Black Women Communists and Pan-Africanism: An Interview with Minkah Makalani
In today’s post, Richard Mares, an editorial assistant at Black Perspectives and Ph.D. candidate at Michigan State University, interviews Minkah Makalani about his recent article in the special journal issue on “Women, Gender Politics, and Pan-Africanism” edited by Keisha N. Blain, Asia Leeds, and Ula Y. Taylor. This Fall 2016 issue of Women, Gender, and Families of Color examines the gendered contours of Pan-Africanism and centralizes black women as key figures in shaping, refining, and redefining Pan-Africanist thought and praxis during the twentieth century. In this interview, Makalani discusses his essay, “An Apparatus for Negro Women: Black Women’s Organizing, Communism, and the Institutional Spaces of Radical Pan-African Thought,” which places the activities and ideas of black women Communists like Grace Campbell and Williana Burroughs within a Pan-African tradition. The entire special issue is now available in hard copy and online through ProjectMuse and JSTOR. Readers can download the introduction of the special issue here.

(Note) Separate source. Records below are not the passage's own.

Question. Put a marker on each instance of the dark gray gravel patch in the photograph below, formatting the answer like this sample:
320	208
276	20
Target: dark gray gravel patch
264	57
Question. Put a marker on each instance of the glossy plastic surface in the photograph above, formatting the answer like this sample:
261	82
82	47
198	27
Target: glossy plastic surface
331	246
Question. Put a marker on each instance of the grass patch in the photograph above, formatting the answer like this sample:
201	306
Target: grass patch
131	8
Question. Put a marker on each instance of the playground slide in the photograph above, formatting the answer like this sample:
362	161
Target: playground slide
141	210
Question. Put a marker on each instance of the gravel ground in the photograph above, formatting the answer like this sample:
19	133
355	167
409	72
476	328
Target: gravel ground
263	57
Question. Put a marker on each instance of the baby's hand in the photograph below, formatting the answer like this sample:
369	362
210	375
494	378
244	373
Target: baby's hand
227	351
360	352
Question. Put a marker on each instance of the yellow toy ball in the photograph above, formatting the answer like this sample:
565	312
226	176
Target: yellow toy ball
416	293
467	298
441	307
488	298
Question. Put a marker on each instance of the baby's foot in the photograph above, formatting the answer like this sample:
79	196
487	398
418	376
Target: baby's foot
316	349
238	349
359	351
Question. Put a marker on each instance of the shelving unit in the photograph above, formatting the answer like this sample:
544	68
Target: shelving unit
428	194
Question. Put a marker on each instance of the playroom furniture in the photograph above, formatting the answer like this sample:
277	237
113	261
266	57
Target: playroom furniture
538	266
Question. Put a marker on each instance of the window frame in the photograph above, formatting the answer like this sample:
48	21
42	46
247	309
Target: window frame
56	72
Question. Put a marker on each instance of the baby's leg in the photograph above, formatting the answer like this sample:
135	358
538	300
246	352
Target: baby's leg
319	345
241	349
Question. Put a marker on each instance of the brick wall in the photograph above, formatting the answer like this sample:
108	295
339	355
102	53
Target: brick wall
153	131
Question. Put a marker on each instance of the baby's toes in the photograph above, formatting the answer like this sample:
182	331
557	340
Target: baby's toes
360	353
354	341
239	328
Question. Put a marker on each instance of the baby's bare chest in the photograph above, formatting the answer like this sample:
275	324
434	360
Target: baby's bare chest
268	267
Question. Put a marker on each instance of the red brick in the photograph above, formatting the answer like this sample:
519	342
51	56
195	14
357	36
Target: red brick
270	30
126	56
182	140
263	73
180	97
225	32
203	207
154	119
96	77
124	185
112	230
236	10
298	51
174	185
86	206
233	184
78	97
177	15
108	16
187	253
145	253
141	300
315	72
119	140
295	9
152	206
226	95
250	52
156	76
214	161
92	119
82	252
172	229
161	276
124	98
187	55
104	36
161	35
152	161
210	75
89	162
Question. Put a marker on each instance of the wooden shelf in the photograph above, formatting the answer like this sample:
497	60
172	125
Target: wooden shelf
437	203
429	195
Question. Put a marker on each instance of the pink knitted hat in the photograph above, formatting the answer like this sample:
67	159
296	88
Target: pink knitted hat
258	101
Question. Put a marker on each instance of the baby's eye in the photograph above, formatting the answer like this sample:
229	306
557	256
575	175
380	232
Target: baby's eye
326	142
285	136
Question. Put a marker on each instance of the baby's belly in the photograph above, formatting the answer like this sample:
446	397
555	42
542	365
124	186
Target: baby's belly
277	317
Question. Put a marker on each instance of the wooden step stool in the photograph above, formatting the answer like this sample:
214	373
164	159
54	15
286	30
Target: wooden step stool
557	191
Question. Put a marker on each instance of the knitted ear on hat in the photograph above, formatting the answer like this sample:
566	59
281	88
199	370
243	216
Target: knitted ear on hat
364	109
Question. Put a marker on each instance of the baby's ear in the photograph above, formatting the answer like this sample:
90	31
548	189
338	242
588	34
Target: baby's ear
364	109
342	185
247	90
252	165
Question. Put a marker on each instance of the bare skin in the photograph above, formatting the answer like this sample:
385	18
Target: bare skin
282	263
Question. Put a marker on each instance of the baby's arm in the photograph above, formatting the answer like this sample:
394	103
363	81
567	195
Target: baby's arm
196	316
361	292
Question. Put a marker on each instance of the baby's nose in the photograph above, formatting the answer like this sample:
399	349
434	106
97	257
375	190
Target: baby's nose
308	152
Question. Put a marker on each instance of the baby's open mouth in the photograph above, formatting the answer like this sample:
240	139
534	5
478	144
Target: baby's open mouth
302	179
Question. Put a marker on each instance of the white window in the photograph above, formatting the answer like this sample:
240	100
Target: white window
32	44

Makalani is an Associate Professor in the Department of African and African Diaspora Studies at the University of Texas. His interests include intellectual history, black political thought, racial identity, black radicalism, and diaspora in the Caribbean, US, and Europe. Makalani is the author of In the Cause of Freedom: Radical Black Internationalism from Harlem to London, 1917-1939 (University of North Carolina, 2011); and co-editor (with Davarian Baldwin) of Escape from New York: The New Negro Renaissance beyond Harlem (University of Minnesota Press, 2013). In addition to editing a special issue of Social Text on “Diaspora and the Localities of Race,” his articles have appeared in the journals Souls and the Journal of African American History, and several edited collections. He is currently writing a history of C. L. R. James’s work on the West Indies Federation from 1958-1962, tentatively titled, Calypso Conquered the World: C. L. R. James and the Politically Unimaginable in Trinidad. Follow him on Twitter at @minkmak
Richard Mares: Where and how do you place Williana Burroughs and Grace Campbell within the long history of black women’s radicalism?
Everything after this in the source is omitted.